Children Misbehave When…

by Michelle Lasley

Michelle Lasley is a mother, wife in Pacific Northwest learning to balance green dreams with budget realities.

March 24, 2013

[original author unknown (to me)]

Children’s actions show how they feel. Difficult behavior is often an emotional reaction gone off course. Behind every behavior is a feeling/emotion. Children who feel bad are likely to behave badly. Children who feel good are likely to be good.

Children misbehave when:

  • They act out feelings inappropriately (scared, insecure, sad, angry, excited, jealous, worried, frustrated, confused);
  • They are bored, tired, ill, hungry, too many expectations on them, feel misunderstood;
  • They need attention or feel unwanted;
  • A consequence is too sever, may seek vengeance;
  • Your requests are unclear, unrealistic, or not age appropriate;
  • Suffering a blow of self-esteem;
  • There are too many rules and not enough routines, rules are too rigid;
  • They want their own way and you refuse to give in to an inappropriate request; and/or
  • They are are exploring their world and do not realize their behavior is inappropriate.

I would classify myself and my husband as “Authoritative” parents. We are not authoritarian, where rules are unclear and extremely rigid. Nor are we laissez-faire parents who began free range parenting at infancy.

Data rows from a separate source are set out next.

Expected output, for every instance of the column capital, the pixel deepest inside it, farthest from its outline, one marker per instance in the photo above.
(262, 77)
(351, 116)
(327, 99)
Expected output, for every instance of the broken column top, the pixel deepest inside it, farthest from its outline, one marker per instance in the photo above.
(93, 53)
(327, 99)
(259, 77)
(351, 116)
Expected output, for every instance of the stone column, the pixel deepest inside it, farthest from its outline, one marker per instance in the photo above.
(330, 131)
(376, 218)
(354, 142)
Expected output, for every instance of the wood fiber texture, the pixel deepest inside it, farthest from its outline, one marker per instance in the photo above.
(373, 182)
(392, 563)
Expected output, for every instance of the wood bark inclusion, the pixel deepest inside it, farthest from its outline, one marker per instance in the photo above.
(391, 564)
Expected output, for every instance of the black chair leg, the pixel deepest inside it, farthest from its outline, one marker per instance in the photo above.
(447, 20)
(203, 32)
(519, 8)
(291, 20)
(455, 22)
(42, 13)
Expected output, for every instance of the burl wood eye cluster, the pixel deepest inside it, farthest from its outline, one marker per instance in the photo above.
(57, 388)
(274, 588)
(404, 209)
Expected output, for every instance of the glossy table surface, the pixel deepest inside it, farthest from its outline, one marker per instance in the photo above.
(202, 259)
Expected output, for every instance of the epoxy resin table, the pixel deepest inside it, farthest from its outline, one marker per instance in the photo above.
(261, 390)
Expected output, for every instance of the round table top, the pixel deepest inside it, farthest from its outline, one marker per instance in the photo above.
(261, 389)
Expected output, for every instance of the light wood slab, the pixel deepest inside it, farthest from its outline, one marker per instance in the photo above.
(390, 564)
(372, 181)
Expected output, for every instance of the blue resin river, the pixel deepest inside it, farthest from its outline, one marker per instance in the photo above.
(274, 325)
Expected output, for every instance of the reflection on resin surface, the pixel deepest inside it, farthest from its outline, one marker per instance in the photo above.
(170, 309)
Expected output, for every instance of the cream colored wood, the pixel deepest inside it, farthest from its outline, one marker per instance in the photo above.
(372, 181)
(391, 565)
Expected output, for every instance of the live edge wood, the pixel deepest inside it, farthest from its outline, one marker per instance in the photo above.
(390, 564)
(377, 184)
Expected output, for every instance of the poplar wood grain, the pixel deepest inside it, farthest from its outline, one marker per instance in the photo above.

We do not grasp fully onto certain concepts of peaceful parenting, as we generally feel that there is some value to instilling respect through some fear.

Regardless of our parenting style, our choice of using time outs, our choice of not eliminating spankings, our choice of making Levi do lines – all as consequences to his own bad choices, we are a part of the growing paradigm of “feelings based” parenting. It’s not new, other cultures have been treating child rearing this way for millennium.

What do you do, though, when your child acts out? Are you more inclined to give time outs? Do you talk about feelings? How do you negotiate parenting?